Planning, not modular, key to housing crisis

The National Federation of Builders has claimed that modular housing will not and cannot solve the housing crisis, arguing that planning changes holds the key to successful change.

The House Builders Association, the house building division of the National Federation of Builders, suggests that Britain has enough building capacity to meet the government’s ambition of 300,000 homes new homes every year, but it doesn’t have a planning system that allows for those homes to be built.

Whilst modular housing is often championed as the silver bullet solution to the housing crisis, the facts remain that you cannot start building unless you have planning permission. The real reason we cannot solve the housing crisis, argues the NFB, is because the planning process is unfit to solve it.

Local plans, which allocate sites for housing, often focus on large and slow-to-deliver sites, requiring heavy infrastructure investment to be made uncontroversial. Despite being vital to meeting demand, relying primarily on large sites outside existing communities is not getting the right homes built in the right places.

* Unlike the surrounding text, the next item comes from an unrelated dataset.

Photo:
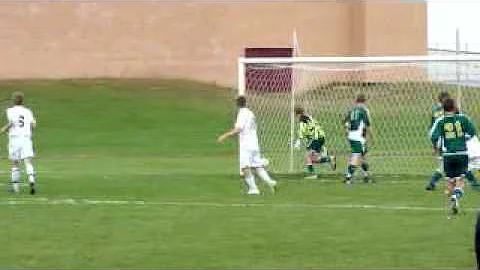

The planning process itself is expensive, slow and unfit for purpose. Approximately 42 per cent of minor residential planning applications and 75 per cent of major are subject to extension of time requests, environmental impact assessments or performance agreements. This means that the 13 week statutory period for planning applications often increases to six months or, in some cases, years.

Rico Wojtulewicz, head of housing and planning and the House Builders Association, says that the housing crisis exists because the planning process rejects the right homes in the right places. Modular housing cannot fix the housing crisis, only planning reform can. He says that, unless planning reform is the focus of the conversation, we won’t need 300,000 new homes to meet demand in two years, we will need 540,000.